Tuesday, Lamons criticized Gofton's management of the medical examiner's office, saying Gofton allowed himself to be influenced too much by Rowland and ignored protests from legal and law enforcement experts about his plan to stop conducting autopsies in Tulsa.

"I wish Dr. Gofton all the good luck that can come with a new position,” Lamons said, "but we have a responsibility to the citizens of Oklahoma.”

วันอาทิตย์ที่ 1 มิถุนายน พ.ศ. 2551

With Critical Illness Life Insurance Your Family Will Not Suffer


Being diagnosed with a life-threatening illness scares the bejesus out of the layperson, but you need to in order to prepare for the unexpected by purchasing critical illness life insurance. Without the protection of critical illness life insurance in place, you and the rest of your family may suffer major financial devastation should you become critically ill, losing the ability to work

Critical illness life insurance pays you a lump sum if you are diagnosed with a severe medical problem in contrast with disability insurance which covers lost monthly income and anticipates the possibility of your eventual return in some capacity to the work force.
Rules and stipulations vary, but as a rule of thumb as long as you survive the illness for a pre-determined designated time period, of usually between 14 to 30 days, the policy will pay out a one-time full benefit amount.

There are three forms of critical illness life insurance: a mortgage life insurance policy with a critical illness rider; a combined policy of mortgage and critical illness life insurance; and a stand alone critical illness life insurance policy. Requesting information and critical illness quotes for various insurance providers will provide you with the opportunity to compare insurance rates and choose the policy type and coverage which best suits your individual needs.

Critical illness life insurance is for everyone and is not just limited to home owners or employed individuals. If your spouse falls sick and you have to take time away from work, critical illness coverage would eliminate the added burden of looming bills and pesky creditors.
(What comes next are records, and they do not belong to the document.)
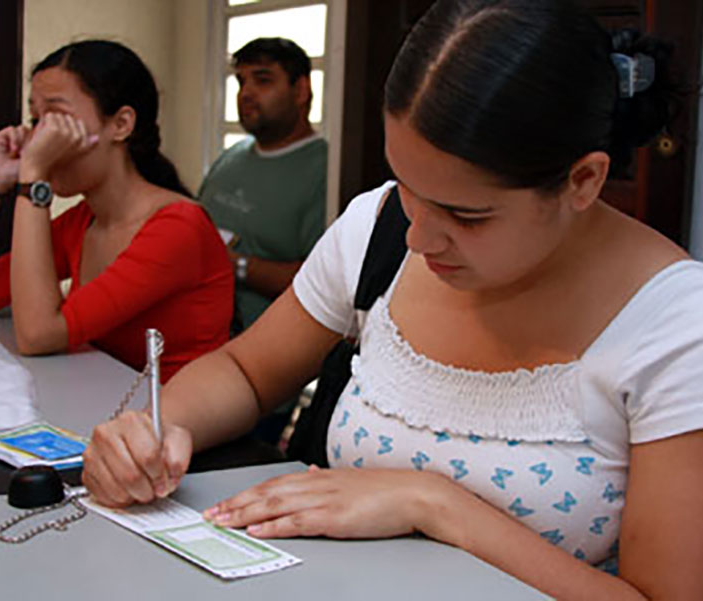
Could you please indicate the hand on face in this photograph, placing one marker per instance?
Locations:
(12, 140)
(57, 138)
(339, 503)
(124, 462)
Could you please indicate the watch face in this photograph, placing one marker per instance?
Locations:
(40, 194)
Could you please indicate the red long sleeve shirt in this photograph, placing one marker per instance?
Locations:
(174, 276)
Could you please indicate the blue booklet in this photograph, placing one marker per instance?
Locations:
(41, 443)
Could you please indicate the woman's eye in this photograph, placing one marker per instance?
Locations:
(470, 222)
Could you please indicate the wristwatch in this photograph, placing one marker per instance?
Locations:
(39, 193)
(242, 269)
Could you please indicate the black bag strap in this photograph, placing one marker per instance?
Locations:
(384, 254)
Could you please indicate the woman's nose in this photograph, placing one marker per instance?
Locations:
(425, 234)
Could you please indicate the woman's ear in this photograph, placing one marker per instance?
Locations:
(586, 179)
(123, 122)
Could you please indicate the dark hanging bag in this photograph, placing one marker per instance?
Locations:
(383, 257)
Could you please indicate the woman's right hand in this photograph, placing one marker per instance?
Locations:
(57, 138)
(12, 140)
(125, 463)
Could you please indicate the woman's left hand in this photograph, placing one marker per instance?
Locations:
(340, 503)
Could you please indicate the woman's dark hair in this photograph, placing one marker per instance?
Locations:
(524, 88)
(115, 77)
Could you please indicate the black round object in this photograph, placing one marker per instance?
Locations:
(35, 486)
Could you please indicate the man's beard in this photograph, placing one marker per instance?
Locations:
(267, 130)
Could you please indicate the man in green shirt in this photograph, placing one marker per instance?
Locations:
(269, 190)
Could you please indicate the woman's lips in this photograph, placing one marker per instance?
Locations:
(441, 267)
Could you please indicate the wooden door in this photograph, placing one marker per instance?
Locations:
(11, 23)
(659, 188)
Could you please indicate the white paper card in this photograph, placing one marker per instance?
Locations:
(225, 552)
(17, 396)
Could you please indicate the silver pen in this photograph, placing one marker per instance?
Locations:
(154, 347)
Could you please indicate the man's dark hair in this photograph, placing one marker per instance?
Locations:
(286, 53)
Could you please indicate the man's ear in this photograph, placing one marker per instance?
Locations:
(123, 122)
(586, 179)
(303, 90)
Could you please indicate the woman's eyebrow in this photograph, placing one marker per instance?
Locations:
(466, 210)
(453, 208)
(57, 100)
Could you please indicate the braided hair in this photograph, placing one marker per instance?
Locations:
(115, 77)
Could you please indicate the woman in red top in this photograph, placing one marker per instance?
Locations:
(139, 253)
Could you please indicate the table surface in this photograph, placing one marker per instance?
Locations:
(97, 559)
(81, 389)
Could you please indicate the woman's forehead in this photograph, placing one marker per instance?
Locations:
(430, 172)
(56, 86)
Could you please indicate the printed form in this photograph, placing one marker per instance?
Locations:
(225, 552)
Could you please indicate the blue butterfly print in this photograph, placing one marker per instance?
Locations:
(584, 465)
(542, 471)
(609, 566)
(420, 460)
(611, 494)
(459, 466)
(500, 476)
(597, 527)
(344, 420)
(518, 509)
(553, 536)
(359, 434)
(566, 505)
(386, 444)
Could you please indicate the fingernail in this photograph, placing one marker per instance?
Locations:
(222, 518)
(255, 529)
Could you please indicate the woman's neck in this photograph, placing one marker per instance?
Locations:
(123, 197)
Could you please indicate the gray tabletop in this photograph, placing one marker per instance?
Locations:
(96, 559)
(76, 390)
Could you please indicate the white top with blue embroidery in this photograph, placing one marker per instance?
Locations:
(548, 446)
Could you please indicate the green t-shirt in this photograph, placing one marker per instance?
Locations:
(274, 202)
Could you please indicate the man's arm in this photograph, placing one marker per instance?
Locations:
(268, 278)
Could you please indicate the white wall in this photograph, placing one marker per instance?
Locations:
(175, 39)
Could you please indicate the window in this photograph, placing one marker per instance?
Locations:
(304, 22)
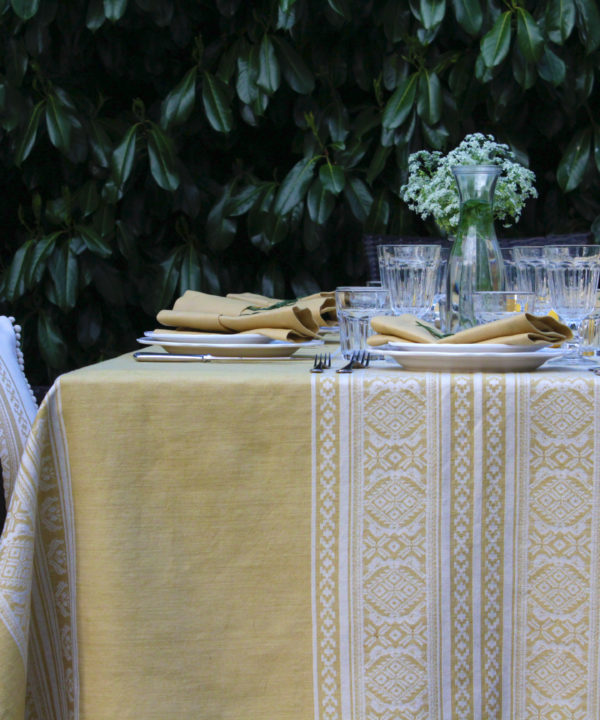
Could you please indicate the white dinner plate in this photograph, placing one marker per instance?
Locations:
(212, 338)
(465, 347)
(275, 348)
(468, 362)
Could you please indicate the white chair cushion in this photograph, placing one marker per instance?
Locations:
(17, 403)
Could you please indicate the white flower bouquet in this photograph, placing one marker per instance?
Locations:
(431, 190)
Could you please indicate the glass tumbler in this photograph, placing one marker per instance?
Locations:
(573, 274)
(496, 305)
(355, 307)
(532, 274)
(410, 273)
The expense of health insurance could become astronomical, especially if coverage is denied or cancelled. Critical illness insurance is routinely confused with health insurance, people have become bankrupt trying to pay medical bills that were not covered by their health insurance provider. The majority of health insurance policies feature limited benefits, ceilings and caps on the yearly payouts and/or maximum life amount. Purchasing critical illness life protection will guarantee your ability to meet all of life's "surprise" financial obligations.

So, how much coverage will you need? Well, that all depends on the situation. But when approximating how much critical illness life insurance is necessary:

• How much are your monthly expenses?
• How much is your total monthly mortgage?
• What other insurance policies do you have?

Also take a look at how the terminally ill by each adult member of the household would affect the overall financial future of the family. Take into consideration the changes that would occur, lost wages, medical bills, out of pocket expenses (gas, parking, co-payments, prescriptions, supplies, long-term care expenses, etc.) and increased child’s/adult daycare.

Protect yourself and your family by purchasing critical illness life insurance for every adult household family member. The possibility of becoming terminally ill is very real and so is the potential devastation to your family without adequate critical illness insurance protection.

By: David G. Petten

Critical Illness Life Insurance Assure all for your assurance services - Canada.